The project’s height was achieved by exploiting a zoning loophole that DDG used to circumvent New York City’s “sliver law,” which in some parts of the city restricts how far up buildings narrower than 45 feet can go.
“Apparently [some] people don’t like tall, skinny buildings,” architect Jorge Fontan said in a 2019 video explaining the law. “If a building is less than 45 feet wide, it cannot be more than 100 feet [tall] or more than the width of the streets in which it’s located, whichever is less.”
That’s where the tiny lot came in.
DDG subdivided the building’s original lot in two, creating a second one only 10 feet deep. The minuscule parcel technically keeps the condo building from fronting East 88th Street, sparing it from the sliver law’s restrictions.
The tiny lot loophole exists because of another quirk of the zoning code: no subdivision regulation.
Apparently people don’t like tall, skinny buildings.
“You couldn’t do this sort of thing anywhere else,” lamented local activist George Janes, who recalled a developer creating a lot in Harlem just three inches wide.
Janes, representing a community group against DDG’s East 88th Street building in 2018, was present when the Board of Standards and Appeals kicked the issue to the Department of City Planning.
“Do I think the subdivision was done to intentionally [avoid zoning regulations]? Yes,” said Marjorie Perlmutter, who chaired the Board of Standards and Appeals at the time. “Do I think it should have been allowed to do that? No.”

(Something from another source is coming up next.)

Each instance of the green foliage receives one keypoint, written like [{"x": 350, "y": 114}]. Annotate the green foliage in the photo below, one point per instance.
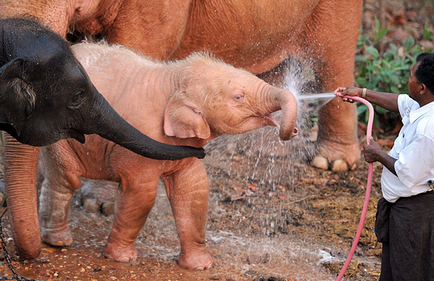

“Such a clarification would be easy for City Planning if it were willing to look at it, and I encourage them to do so,” Perlmutter concluded four years ago, according to Janes.
Janes credits the agency for examining the issue, although it concluded that creating minimum zoning lot sizes and banning subdivisions risked unintended consequences.
Subdivisions are useful, according to the department, for sites with irregular geometries, older buildings that straddle property lines, community facilities with unique ownership structures, future street mappings, and even elevated highway infrastructure.
DDG was thus able to build its tower and shoot for the eight-figure sums that spectacular views command on the Upper East Side. The firm did not respond to requests for comment.
You couldn’t do this sort of thing anywhere else.
Buyers have purchased 25 apartments in the building — just over half of the units — at an average discount of 6.7 percent since sales began in 2019, according to StreetEasy.
The sales have generated $149 million, bringing the project nearly halfway to its targeted sell-out of $312 million with 23 apartments left, including the penthouse.
The interior of the top-floor apartment was designed by Interior Marketing Group. Corcoran Sunshine Marketing Group is in charge of sales.
Elsewhere, at 325 West Broadway in Soho, a DDG penthouse asking $18.5 million was the second priciest Manhattan home to go into contract last week.
That project dates back even longer: The developer bought the site in 2012 and finished the building’s exterior four years later. The condominium needed Landmarks Preservation Commission approval, but no tiny lot.